Let me begin by raising a glass of champagne to the official closing of the math gap. It turns out that girls do not lack the math gene. Nor are they math-phobic. Nor is there any "intrinsic" difference — thank you, Larry Summers — between the abilities of girls and boys to succeed in the numbers business. There's no reason at all for inequality. In fact, there's no longer inequality.

A new study of the math scores of 7 million students in 10 states shows that girls are now on a par with boys. How many years has it been since protesters stuck a sock in Barbie's mouth for complaining that "math class is tough?" Girls have gotten to parity the new-fashioned way. By taking more math classes.

This comes just in time for our young math whizzes to figure out a harder puzzle. There is another gender gap closing, this time in the workplace. After decades spent pursuing equality in wages and work, women have finally achieved it — ta da — in job loss.

A report shepherded through Congress by Rep. Carolyn Maloney shows that since the 2001 recession, women have lost jobs and withdrawn from the workplace at the same rate as men. More to the point, they've remained out for the same reasons as men: layoffs, downsizing, outsourcing and wage stagnation.

Needless to say, this is not the sort of equality we were looking for. But if there is any good news, it's that this report may finally, permanently, firmly debunk the idea that droves of women are "opting out" of the workplace for a very different reason: full-time motherhood.

The "opt-out revolution" has been one of the most tenacious story lines of the new century. It arrived full-born with the famous or infamous New York Times Magazine article of 2003 declaring: "Why don't women run the world? Maybe it's because they don't want to." The idea was that the best and brightest daughters of the women's movement were choosing home and hearth over "having it all."

Since then, economists ran the numbers that ran down the myth. There's no actual proof that motherhood causes women to drop out. On the contrary. Sociologists went to talk with opt-outers, who gave a far more complex picture of the day that work push came to child pull. But the little engine of the story kept chugging along on lifestyle pages and in conservative think tanks.

Mathematically speaking, it divided women, especially mothers, and turned the sisterhood into a firing squad.

This narrative didn't just survive because it fit traditional views about a woman's "real" place. It reflected the inner struggle of many mothers trying to balance work and home, boss and child, in the 24/7 work world. It even credited the second shift of caregiving as valuable work.

In hard times too it was easier to tell yourself and others that you'd opted out than been pushed out. It framed the whole debate in the language of choice, suggesting that women have a buffet of lifestyle tidbits for our delight — work, home, both — rather than a series of hard decisions.

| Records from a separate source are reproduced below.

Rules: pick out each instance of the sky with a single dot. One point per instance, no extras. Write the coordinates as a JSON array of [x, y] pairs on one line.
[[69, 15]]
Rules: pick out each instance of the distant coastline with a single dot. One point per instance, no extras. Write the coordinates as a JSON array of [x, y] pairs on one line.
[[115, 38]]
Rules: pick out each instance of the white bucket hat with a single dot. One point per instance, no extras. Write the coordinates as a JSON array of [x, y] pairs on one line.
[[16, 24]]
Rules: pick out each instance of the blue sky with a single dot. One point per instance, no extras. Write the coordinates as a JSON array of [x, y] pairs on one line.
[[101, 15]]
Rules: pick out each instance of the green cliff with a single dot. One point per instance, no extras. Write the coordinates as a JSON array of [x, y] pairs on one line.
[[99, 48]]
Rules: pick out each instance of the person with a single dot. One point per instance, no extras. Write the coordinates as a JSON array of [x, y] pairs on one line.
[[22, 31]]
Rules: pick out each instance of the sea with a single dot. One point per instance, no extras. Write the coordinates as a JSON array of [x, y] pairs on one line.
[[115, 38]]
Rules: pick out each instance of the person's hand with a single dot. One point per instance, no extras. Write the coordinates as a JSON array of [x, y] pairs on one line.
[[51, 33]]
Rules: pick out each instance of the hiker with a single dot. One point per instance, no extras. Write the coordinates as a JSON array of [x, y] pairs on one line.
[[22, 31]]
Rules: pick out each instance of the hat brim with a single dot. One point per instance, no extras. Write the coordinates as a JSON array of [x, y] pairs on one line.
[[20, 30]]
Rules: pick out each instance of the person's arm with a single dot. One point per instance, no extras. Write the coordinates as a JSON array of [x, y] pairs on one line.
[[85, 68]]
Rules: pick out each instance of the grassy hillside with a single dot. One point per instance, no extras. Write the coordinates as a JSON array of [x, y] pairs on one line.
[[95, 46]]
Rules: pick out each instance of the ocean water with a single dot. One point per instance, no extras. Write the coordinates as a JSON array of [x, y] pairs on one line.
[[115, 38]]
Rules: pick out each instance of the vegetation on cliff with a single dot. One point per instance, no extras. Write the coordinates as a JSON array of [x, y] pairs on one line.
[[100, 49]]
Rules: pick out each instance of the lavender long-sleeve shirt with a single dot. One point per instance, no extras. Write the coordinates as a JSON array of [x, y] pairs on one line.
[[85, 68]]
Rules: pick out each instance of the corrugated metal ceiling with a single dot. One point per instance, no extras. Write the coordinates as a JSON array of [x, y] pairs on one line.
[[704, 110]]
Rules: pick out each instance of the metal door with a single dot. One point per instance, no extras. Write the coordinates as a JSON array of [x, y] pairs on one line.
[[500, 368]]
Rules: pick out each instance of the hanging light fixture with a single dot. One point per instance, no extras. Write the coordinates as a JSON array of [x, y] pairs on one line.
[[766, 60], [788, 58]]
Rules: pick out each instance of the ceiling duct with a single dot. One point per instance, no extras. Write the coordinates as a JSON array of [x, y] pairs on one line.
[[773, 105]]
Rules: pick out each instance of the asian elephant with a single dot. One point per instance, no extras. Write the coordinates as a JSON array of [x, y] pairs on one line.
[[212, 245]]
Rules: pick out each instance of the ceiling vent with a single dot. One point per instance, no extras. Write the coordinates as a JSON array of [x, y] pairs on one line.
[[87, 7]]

The downside, the subtraction lesson, if you will, is that the "choice" frame makes it far too easy to reduce the problems of work and family to the lowest common denominator of one: one woman, one family, one personal decision. "If it's true that women don't want to work," says one economist, "think of all the problems that disappear overnight. We don't have to think about family leave or after-school or the day-to-day grind or the tough challenges of work and family."

Now along comes the congressional report on the equality we didn't want. "When we saw women starting to drop out in the early part of this decade, we thought it was the motherhood movement, women staying home to raise their kids," said congressional economist Heather Boushey. "We did not think it was the economy, but when we looked into it, we realized that it was." That's what math does to you.

We are getting a fuller picture of the real troubles women and families face these days in what we aren't supposed to call a recession. When men are downsized, outsourced and discouraged, we say they're unemployed. But when women get pushed out of the economy, we like to say they "opted out."

But now we know that women too have the math gene. And this just doesn't add up.